Ramadan has come and gone, and so, unfortunately, have our normal sleep patterns. The human body works according to an internal timekeeping system known as a circadian clock, which regulates the body’s natural “circadian rhythm,” our daily cycles of sleep and other bodily processes.
It can take time to get back on track when a change of habits occurs, but a few tips can get us back to our vital 8 hours a night. If you are feeling a bit below par and having trouble catching enough rest, a quick rebalance could have you back on track in the blink of an eye. The Sleep Foundation offers this advice:
Wake up every day at the same time
Keeping a regular sleep schedule will help reset your circadian rhythm. By going to sleep and waking up at the same time every day, your body will learn to adjust to the new rhythm. Even if you are unable to fall asleep at your desired time, make sure to set an alarm and wake up at the set time anyway. This will keep you on track.
Bright light therapy
Exposure to bright artificial lights can reorient circadian rhythms quite effectively. Timed exposure works particularly well for shift workers, or those whose job schedules include late night and/or early morning hours. Different light therapy devices are available, including light-boxes, desk lamps, and sunrise simulators.
In addition to the natural hormone produced in the pineal gland, melatonin is also available in supplement form. Melatonin supplements were not developed to treat insomnia, rather to help reschedule circadian rhythms when timed correctly.
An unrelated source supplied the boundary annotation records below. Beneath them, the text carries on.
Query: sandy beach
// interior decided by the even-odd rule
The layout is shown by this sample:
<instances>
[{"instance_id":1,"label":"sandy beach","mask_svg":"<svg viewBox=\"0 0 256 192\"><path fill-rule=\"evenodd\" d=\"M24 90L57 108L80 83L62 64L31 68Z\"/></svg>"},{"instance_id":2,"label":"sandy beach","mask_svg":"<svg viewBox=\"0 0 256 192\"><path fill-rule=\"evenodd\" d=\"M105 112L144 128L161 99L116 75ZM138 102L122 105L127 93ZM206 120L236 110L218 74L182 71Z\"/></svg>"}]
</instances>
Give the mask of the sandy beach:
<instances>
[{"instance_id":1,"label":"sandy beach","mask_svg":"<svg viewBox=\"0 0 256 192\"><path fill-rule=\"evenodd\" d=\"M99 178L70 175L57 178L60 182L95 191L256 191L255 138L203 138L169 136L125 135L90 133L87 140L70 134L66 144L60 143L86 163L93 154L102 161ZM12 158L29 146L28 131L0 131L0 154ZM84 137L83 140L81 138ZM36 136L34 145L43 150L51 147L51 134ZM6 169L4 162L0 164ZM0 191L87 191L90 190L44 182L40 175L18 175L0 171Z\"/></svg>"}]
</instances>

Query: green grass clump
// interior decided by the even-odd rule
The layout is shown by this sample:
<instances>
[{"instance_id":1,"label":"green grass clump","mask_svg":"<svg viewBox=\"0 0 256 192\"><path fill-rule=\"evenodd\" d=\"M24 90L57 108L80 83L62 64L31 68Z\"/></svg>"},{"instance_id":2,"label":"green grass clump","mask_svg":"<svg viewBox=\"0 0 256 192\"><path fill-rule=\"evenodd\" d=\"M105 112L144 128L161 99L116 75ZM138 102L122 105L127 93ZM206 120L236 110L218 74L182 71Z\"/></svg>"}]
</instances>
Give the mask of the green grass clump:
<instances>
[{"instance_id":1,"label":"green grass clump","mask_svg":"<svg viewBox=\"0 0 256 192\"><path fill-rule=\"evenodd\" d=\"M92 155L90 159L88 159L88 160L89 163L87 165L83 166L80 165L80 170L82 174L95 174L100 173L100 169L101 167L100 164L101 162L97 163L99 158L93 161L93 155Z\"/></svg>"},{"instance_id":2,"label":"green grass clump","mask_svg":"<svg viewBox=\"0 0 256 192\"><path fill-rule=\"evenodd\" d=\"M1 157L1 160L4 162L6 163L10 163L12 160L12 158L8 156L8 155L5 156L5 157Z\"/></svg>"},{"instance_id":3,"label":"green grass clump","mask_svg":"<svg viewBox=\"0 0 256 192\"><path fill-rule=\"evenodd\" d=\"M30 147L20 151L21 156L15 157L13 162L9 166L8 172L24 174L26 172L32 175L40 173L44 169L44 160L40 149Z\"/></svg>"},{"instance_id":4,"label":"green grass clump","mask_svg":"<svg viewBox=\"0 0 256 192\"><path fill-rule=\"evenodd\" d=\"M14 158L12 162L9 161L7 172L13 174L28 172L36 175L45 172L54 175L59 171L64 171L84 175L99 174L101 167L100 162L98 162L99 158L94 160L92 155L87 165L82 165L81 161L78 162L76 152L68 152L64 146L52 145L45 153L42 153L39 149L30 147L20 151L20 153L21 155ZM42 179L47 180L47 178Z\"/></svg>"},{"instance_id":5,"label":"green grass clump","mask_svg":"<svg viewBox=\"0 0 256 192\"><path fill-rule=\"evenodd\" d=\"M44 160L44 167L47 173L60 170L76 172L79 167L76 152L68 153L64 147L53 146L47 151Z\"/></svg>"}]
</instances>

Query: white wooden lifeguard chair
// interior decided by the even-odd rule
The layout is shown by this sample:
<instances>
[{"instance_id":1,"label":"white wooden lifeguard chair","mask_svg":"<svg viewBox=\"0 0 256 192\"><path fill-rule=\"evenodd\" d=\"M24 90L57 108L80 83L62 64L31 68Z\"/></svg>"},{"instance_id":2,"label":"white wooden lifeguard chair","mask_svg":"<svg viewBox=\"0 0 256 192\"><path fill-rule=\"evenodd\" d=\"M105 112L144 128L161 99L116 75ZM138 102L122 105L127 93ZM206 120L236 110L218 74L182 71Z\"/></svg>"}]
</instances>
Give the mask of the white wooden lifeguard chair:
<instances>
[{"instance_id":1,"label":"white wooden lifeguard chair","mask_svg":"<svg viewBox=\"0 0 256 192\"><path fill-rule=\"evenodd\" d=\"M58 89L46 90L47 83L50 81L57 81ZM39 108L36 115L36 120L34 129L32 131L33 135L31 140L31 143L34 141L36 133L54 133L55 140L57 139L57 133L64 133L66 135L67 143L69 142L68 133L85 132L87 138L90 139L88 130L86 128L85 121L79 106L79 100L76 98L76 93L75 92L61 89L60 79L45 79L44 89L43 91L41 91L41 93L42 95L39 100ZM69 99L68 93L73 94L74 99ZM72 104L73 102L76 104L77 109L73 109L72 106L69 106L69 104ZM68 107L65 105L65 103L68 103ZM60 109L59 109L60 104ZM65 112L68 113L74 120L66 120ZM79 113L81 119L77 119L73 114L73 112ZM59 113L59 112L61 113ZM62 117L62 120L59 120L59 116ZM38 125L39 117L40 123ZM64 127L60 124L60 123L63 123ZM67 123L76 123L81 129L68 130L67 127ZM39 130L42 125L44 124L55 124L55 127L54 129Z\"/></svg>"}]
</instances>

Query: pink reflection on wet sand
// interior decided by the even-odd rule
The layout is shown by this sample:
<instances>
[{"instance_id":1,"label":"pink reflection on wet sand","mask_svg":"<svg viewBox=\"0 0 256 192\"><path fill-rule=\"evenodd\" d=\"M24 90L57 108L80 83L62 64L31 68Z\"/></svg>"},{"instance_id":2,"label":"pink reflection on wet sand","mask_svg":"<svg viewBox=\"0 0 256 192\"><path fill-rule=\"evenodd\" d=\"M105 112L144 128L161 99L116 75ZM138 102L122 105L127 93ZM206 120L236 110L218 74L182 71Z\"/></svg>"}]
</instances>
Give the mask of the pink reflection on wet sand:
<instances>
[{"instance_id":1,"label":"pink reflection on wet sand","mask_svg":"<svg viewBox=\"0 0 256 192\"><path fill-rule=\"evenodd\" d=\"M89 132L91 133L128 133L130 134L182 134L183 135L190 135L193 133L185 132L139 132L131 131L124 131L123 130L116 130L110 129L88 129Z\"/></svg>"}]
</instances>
Always consult with your doctor before taking any supplements.
Different meal times
Circadian rhythms regulate when we feel hungry and how we digest food. Some studies have found that advancing or delaying meals can alter how your circadian rhythm regulates these processes, causing you to feel alert and tired at different times than those you’ve become accustomed to.
Exercise and sleep share a somewhat symbiotic relationship. Proper exercise can improve sleep quality and duration, while a healthy sleep-wake cycle ensures more strength and endurance when you work out. However, exercise is also stimulating if you work out too close to bedtime.
If you find you don’t get enough sleep at night and want to reorient your circadian rhythm, try incorporating regular exercise into your routine. But as with all things related to the circadian rhythm, timing is important so do not exercise within 1-2 hours of your bedtime.
As a short-term energy booster, caffeine can be very effective. For best results, consume a moderate amount of caffeine for the first few hours when you’re awake, but stop consuming it at least 5-7 hours before bed.
If you continue having problems with your sleep schedule, consult with your doctor about the safest and healthiest measures that are right for your particular circadian goals.